Católicos e protestantes. Pobres e ricos. Operários e patrões. Azuis e verdes. É impossível passear-se por Glasgow e não viver uma eterna dualidade que se transforme em rivalidade quando as quatro linhas ganham vida. Um duelo ancestral e que até tem nome próprio. Contam muito os vencedores e os vencidos mas conta mais o charme da tradição do maior derby do Velho Continente.
Não são grandes como um Inter-AC Milan, Liverpool-Everton, Arsenal-Tottenham ou Real-Atlético. Mas é impossível olhar para um Old Firm e duvidar que estamos diante de um duelo inesquecível. Não move milhões e habitualmente repete-se quatro vezes ao ano - na Escócia existem quatro voltas - mas deixa momentos de loucura únicas num desporto que é tudo menos racional. O primeiro Old Firm remonta ao longinquo ano de 1888 e desde então tem definido a própria essência do futebol escocês que salvo raras excepções tem órbitado à volta dos dois grandes clubes da cidade portuária, o Celtic e o Rangers. Os protestantes azuis do Rangers levam vantagem em triunfos (153), incluído o de ontem contra um equipa católica e verde (a cor e a religião vem da origem dos emigrantes irlandeses na cidade) que partia como favorita. O Celtic vive outro período de glória na sua história, depois de uma era onde o Glasgow Rangers dominava a seu belo prazer o futebol escocês. Nas últimas épocas o equilibrio tem sido maior do que nos períodos em que ambos os conjuntos conseguiam estar mais de uma década consecutiva a ganhar. Agora a rivalidade é mais dura.
Pedro Mendes, esse incompreendido maestro do meio campo do conjunto protestante, foi o arquitecto de sólida mas sofrida exibição do Rangers. Manteve sob controlo o perigoso meio-campo do Celtic que liderava a prova com autoridade. Ao contrário do Rangers que vinha de uma humilhação caseira na Champions League - caiu aos pés do Sevilla por 4-1 - e precisava de mostrar aos adeptos que a derrota europeia tinha sido apenas um acidente de percurso. E que melhor rival do que o eterno inimigo para levantar a moral? Os católicos começaram melhor e souberam impor o seu jogo nos primeiros minutos mas depois cometeram dois graves erros defensivos que destruiram as ambições do técnico Tony Mowbray.
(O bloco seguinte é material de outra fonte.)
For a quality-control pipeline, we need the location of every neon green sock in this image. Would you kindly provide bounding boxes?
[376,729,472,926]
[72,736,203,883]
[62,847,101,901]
Coube a um ex dos verdes católicos, o letal Kenny Miller, a honra de abrir a contagem aos 8 minutos e ampliá-la, dez minutos depois. Em quinze minutos o jogo do Rangers destroçava o rival, irrequieto na defesa e ineficaz no ataque. O trio Novo, Mendes e Naismith exibia-se ao seu melhor nível e parecia que os protestantes tinham o jogo controlado.
Só que o Celtic renasceu das cinzas. McGedy reduziu de penalty aos 25 minutos e a partir daí a equipa atirou o Rangers às cordas durante uma larga hora massacrando a baliza do guardião uma e outra vez. A equipa azul e branca controlava a exibição mas era incapaz de criar lances de perigo enquanto que os católicos limitavam-se a desperdiçar cada uma das oportunidades que tinha. Uma sessão de tiro ao alvo onde McGregor assumia-se como o homem do jogo parando o impossível. Os adeptos do Celtic ainda se queixaram de um penalty não assinalado mas foi a fraca pontaria da linha ofensiva que custou a vitória aos ainda lideres da SPL. Uma derrota amarga e que relança a luta pelo titulo na Escócia depois dos tropeções do Rangers com três empates consecutivos. Um ponto separa agora o campeão do lider com sete jogos disputados e muitos mais a caminho. As pobres exibições de Hibernians e Dundee, únicos capazes de incomodar os históricos rivais, deixam antever que este primeiro Old Firm do ano volta a evidenciar as imensas disparidades do futebol escocês. E a lançar de novo a questão que mais tem levantado celeuma nas bancadas dos estádios das Highlands.
Nos finais do século XIX o duelo apaixonante entre os dois clubes fez história e afirmou a diferença entre o futebol escocês e britânico. Mas muitos dizem que a Premier League só teria a ganhar com a inclusão dos dois gigantes do Old Firm. Um negócio financeiramente apetecível para ambas as partes mas que divide os adeptos locais, já que estes sabem que futebolisticamente estariam condenados a lutar a meio da tabela da liga do país rival. Porque, seja em Ibrox Park ou Celtic Park, é a magia de um duelo ancestral que dá relevância e charme a 90 minutos que são muito mais do que um simples jogo de futebol.